Partager:
Avec 77.450 détenus au 1er avril, la surpopulation carcérale a atteint un niveau sans précédent en France, selon des chiffres publiés mardi par le ministère de la Justice, contraignant notamment 3.307 détenus à dormir sur un matelas posé à même le sol de leur cellule.
C'est le septième mois consécutif que la population carcérale augmente. En un an, le nombre de détenus a progressé de 6%.
Au 1er avril, les capacités des prisons françaises étaient de 61.570 places opérationnelles. Dans ces conditions, la densité carcérale globale s’établit à 125,8%, soit 5,8% de plus qu’il y a un an.
Dans les maisons d'arrêt, où sont incarcérés les détenus en attente de jugement, et donc présumés innocents, et ceux condamnés à de courtes peines, la densité carcérale atteint 150,4%.

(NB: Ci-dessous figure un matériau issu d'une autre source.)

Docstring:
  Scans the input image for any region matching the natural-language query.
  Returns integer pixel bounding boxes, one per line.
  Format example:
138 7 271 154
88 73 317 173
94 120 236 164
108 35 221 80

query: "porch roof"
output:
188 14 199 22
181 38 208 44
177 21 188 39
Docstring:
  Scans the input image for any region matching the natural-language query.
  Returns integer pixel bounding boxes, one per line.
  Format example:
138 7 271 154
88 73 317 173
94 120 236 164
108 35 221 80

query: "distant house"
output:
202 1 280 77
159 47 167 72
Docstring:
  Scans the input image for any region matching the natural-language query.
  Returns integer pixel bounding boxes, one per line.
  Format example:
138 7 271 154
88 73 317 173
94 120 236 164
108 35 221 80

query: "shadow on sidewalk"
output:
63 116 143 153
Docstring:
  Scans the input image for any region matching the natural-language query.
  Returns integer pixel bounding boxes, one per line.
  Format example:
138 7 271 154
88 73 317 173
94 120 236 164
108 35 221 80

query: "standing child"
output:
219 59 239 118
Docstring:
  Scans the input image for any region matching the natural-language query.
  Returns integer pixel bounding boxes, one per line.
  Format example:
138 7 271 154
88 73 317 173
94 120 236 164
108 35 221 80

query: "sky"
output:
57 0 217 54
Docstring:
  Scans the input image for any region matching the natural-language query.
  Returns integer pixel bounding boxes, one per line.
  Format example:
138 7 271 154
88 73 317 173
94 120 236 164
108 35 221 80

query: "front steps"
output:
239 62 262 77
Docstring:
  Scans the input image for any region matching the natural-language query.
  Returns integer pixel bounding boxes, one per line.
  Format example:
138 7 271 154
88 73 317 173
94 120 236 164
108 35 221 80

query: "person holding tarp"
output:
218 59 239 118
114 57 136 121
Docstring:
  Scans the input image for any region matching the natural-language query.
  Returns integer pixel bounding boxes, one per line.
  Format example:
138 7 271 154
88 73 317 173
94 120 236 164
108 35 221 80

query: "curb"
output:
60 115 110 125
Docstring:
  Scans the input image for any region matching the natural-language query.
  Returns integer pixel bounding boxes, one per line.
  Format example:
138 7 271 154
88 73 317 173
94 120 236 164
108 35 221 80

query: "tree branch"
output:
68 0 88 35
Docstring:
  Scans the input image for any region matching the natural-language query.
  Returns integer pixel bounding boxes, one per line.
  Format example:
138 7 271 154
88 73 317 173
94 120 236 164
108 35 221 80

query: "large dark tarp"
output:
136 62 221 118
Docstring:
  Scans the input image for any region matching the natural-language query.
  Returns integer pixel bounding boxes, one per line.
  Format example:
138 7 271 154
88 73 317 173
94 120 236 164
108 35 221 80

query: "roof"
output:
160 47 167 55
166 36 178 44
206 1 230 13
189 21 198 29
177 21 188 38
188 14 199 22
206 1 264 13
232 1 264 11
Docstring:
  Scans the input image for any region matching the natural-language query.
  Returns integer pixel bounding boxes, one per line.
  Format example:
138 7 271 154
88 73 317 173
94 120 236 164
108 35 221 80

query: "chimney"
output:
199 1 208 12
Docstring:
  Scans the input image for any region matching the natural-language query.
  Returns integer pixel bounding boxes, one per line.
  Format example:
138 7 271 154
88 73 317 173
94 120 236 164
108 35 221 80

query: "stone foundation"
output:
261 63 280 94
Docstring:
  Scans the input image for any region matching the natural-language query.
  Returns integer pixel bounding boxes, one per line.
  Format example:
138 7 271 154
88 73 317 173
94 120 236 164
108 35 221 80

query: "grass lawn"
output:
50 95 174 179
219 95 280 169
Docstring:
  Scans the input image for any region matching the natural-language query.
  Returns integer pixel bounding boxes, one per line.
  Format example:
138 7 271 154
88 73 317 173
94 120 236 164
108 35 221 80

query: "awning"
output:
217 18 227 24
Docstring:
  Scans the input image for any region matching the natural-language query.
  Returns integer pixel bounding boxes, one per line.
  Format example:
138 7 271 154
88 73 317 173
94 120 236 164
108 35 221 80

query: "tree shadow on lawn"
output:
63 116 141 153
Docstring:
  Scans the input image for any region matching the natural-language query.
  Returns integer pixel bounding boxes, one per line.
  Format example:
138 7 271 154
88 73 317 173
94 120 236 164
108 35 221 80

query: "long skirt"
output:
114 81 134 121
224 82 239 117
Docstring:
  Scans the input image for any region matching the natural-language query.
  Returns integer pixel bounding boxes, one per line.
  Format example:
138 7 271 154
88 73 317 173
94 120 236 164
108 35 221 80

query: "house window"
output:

Elle atteint ou dépasse même les 200% dans 17 établissements ou quartiers. C'est le cas notamment à la maison d'arrêt de Bordeaux-Gradignan où la densité carcérale est de 226,7% avec 798 détenus pour 352 places, ou à la maison d'arrêt de Toulouse-Seysses où la densité carcérale atteint 201% avec 1.166 détenus pour 580 places.
Parmi les personnes incarcérées, 20.438 sont des prévenus, incarcérés dans l'attente de leur jugement.
Au total, 94.643 personnes étaient placées sous écrou au 1er avril. Parmi elles, on compte 17.193 personnes non détenues faisant l'objet d'un placement sous bracelet électronique ou d'un placement à l'extérieur.
Face à cette surpopulation carcérale chronique, le Conseil de l'Europe a exprimé à la mi-mars sa "profonde préoccupation". En juillet dernier, la Cour européenne des droits de l'Homme (CEDH) avait condamné la France pour ses conditions "indignes" de détention.
Les autorités françaises ont pris des mesures pour tenter de remédier à la surpopulation carcérale: interdiction des peines de prison de moins d'un mois, aménagement des peines, détention à domicile sous surveillance électronique ou développement du travail d'intérêt général par exemple. Mais ces mesures s'avèrent insuffisantes.
- "Zéro délinquance" -
Le Conseil de l'Europe a notamment invité les autorités françaises à "examiner sérieusement et rapidement l’idée d’introduire un mécanisme national contraignant de régulation carcérale".
Le gouvernement table toujours sur la construction de 15.000 nouvelles places de prison d'ici à 2027 pour résorber le problème.
"A ce rythme-là, la livraison de 15.000 places supplémentaires ne sera qu'un coup d'épée dans l'eau", a mis en garde le syndicat du personnel pénitentiaire UFAP-Unsa.
"Il est plus que nécessaire d’envisager une réforme du schéma carcéral à long terme avec la création d’établissements spécialisés et adaptés à taille humaine, le développement des mesures alternatives et une réflexion sur le sens de la peine", souhaite le syndicat qui a demandé au gouvernement "des mesures d'urgence" et invité le personnel pénitentiaire "à se préparer à une mobilisation massive pour dénoncer leurs conditions de travail".
Craignant que "les prisons s'enflamment ou que survienne un drame", le syndicat FO-justice a également demandé au garde des Sceaux "d'agir en urgence" pour "stabiliser durablement les taux de densité carcérale dans l’ensemble des établissements".
Au début de l'année, la section française de l'Observatoire international des prisons (OIP) et 34 autres associations, syndicats et institutions avaient demandé au gouvernement de se résoudre à mettre en place un "dispositif contraignant de régulation de la population carcérale", sans que leur demande soit suivie d'effets.
Avec le Covid et le confinement du printemps 2020, le gouvernement avait pris des mesures permettant de réduire drastiquement le nombre de détenus en prison.
Pour la première fois en vingt ans, le taux d'occupation des prisons était alors passé sous la barre des 100%, avant de remonter rapidement.
Le phénomène de surpopulation carcérale ne semble pas sur le point de s'inverser alors que la tendance est plutôt à la fermeté, notamment avec les opérations antidrogue dites "place nette" qui accentuent encore la surpopulation carcérale.
A l'approche des Jeux olympiques de Paris (26 juillet - 11 août), les autorités affichent un objectif "zéro délinquance" et les juridictions se préparent à multiplier les audiences de comparution immédiate, à l'origine d'un nombre important d'incarcérations.